Documentation for Axxon Next 4.5.0. Documentation for other versions of Axxon Next is available too.
To configure the neural tracker, do the following:
- Select the Neurotracker object.
- By default, metadata are recorded into the database. To disable metadata recording, select No (1) from the Record object tracking list.
- If a camera supports multistreaming, select the stream to apply the detection tool to (2).
To reduce false alarms rate from a fish-eye camera, you have to position it properly (3). For other devices, this parameter is not valid.
- Select a processing resource for decoding video streams (4). When you select a GPU, a stand-alone graphics card takes priority (when decoding with NVidia NVDEC chips). If there's no appropriate GPU, the decoding will use the Intel Quick Sync Video technology. Otherwise, CPU resources will be used for decoding.
- Set the recognition threshold for objects in percent (5). If the recognition probability falls below the specified value, the data will be ignored. The higher the value, the higher the accuracy — for the cost of sensitivity.
- Specify the Minimum number of detection triggers for the neural tracker to display the object's trajectory (6). The higher the value, the more is the time interval between the object's detection and display of its trajectory on screen. Low values may lead to false triggering.
Select the neural network file (7).
A trained neural network does a great job for a particular scene if you want to detect only objects of a certain type (e.g. person, cyclist, motorcyclist, etc.).
To train your neural network, contact AxxonSoft (see Requirements to data collection for neural network training).
For correct neural network operation under Linux, place the corresponding file in the /opt/AxxonSoft/AxxonNext/ directory.
You can use the neural filter to sort out video recordings featuring selected objects and their trajectories. For example, the neural tracker detects all freight trucks, and the neural filter sorts out only video recordings that contain trucks with cargo door open. To set up a neural filter, do the following:
To use the neural filter, set Yes in the corresponding field (8).
- In the Neurofilter file field, select a neural network file (9).
In the Neurofilter mode field, select a processor to be used for neural network computations (10).
Select the processor for the neural network: the CPU or one of GPUs (11).
We recommend the GPU.
It may take several minutes to launch the algorithm on an NVIDIA GPU after you apply the settings.
Set the frame rate value for the neural network (12). The other frames will be interpolated. The higher the value, the more accurate tracking, the higher the CPU load.
6 FPS or more is recommended. For fast moving objects (running individuals, vehicles), you must set frame rate at 12 FPS or above.
If you don't need to detect moving objects, select Yes in the Hide moving objects field (13). An object is treated as static if it does not change its position more than at 10% of its width or height during its track's lifetime.
If you don't need to detect static objects, select Yes in the Hide stationary objects field (14). This parameter lowers the false alarm rate when detecting moving objects.
In the Track retention time field, set a time interval in seconds after which the tracking of a vehicle is considered lost (15). This helps if objects in scene temporarily obscure each other. For example, a larger vehicle may completely block the smaller one from view.

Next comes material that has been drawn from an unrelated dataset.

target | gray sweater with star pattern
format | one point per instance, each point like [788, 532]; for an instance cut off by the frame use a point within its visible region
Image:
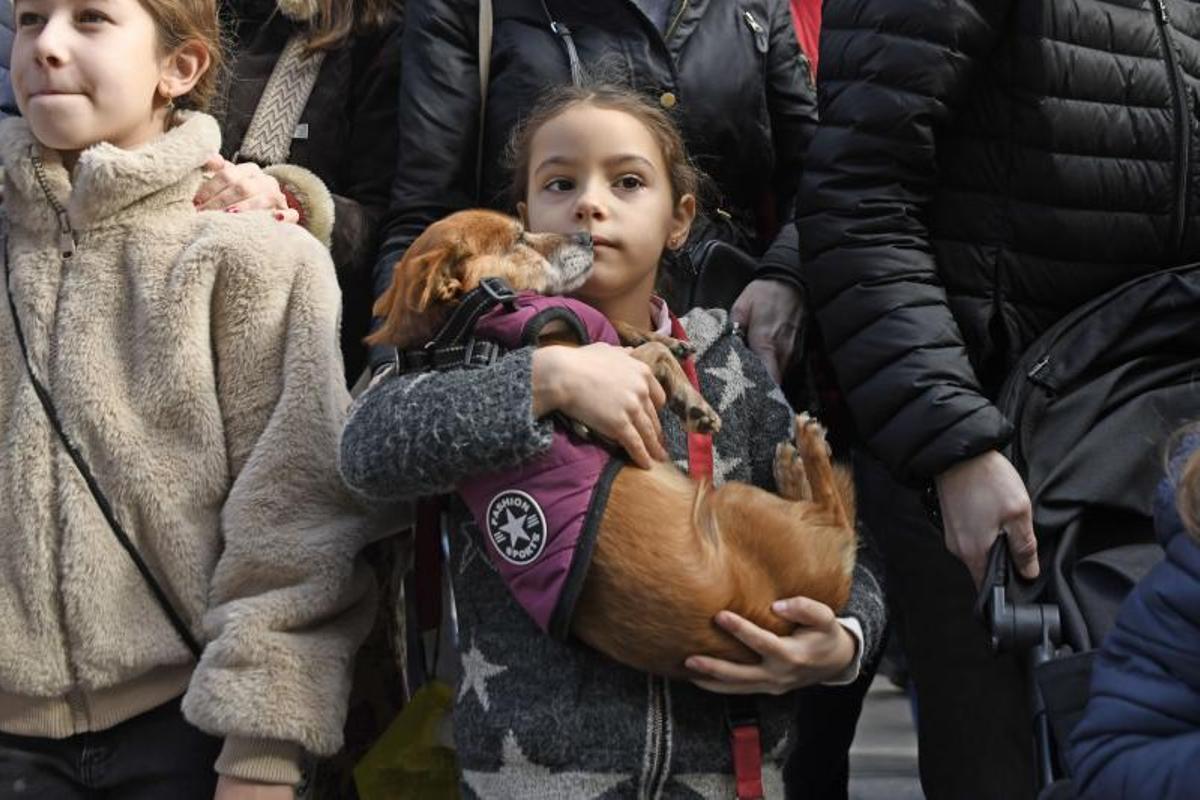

By default, the entire FoV is a detection zone. If you need to narrow down the area to be analyzed, you can set one or several detection zones.
The procedure of setting zones is identical to the primary tracker's (see Setting General Zones for Scene Analytics). The only difference is that the neural tracker's zones are processed while the primary tracker's are ignored.
- Click Apply.
The next step is to create and configure the necessary detection tools. The configuration procedure is the same as for the primary tracker.
To trigger a Motion in Area detection tool under a neural network tracker, an object must be displaced by at least 25% of its width or height in FoV.
The abandoned objects detection tool works only with the primary tracker.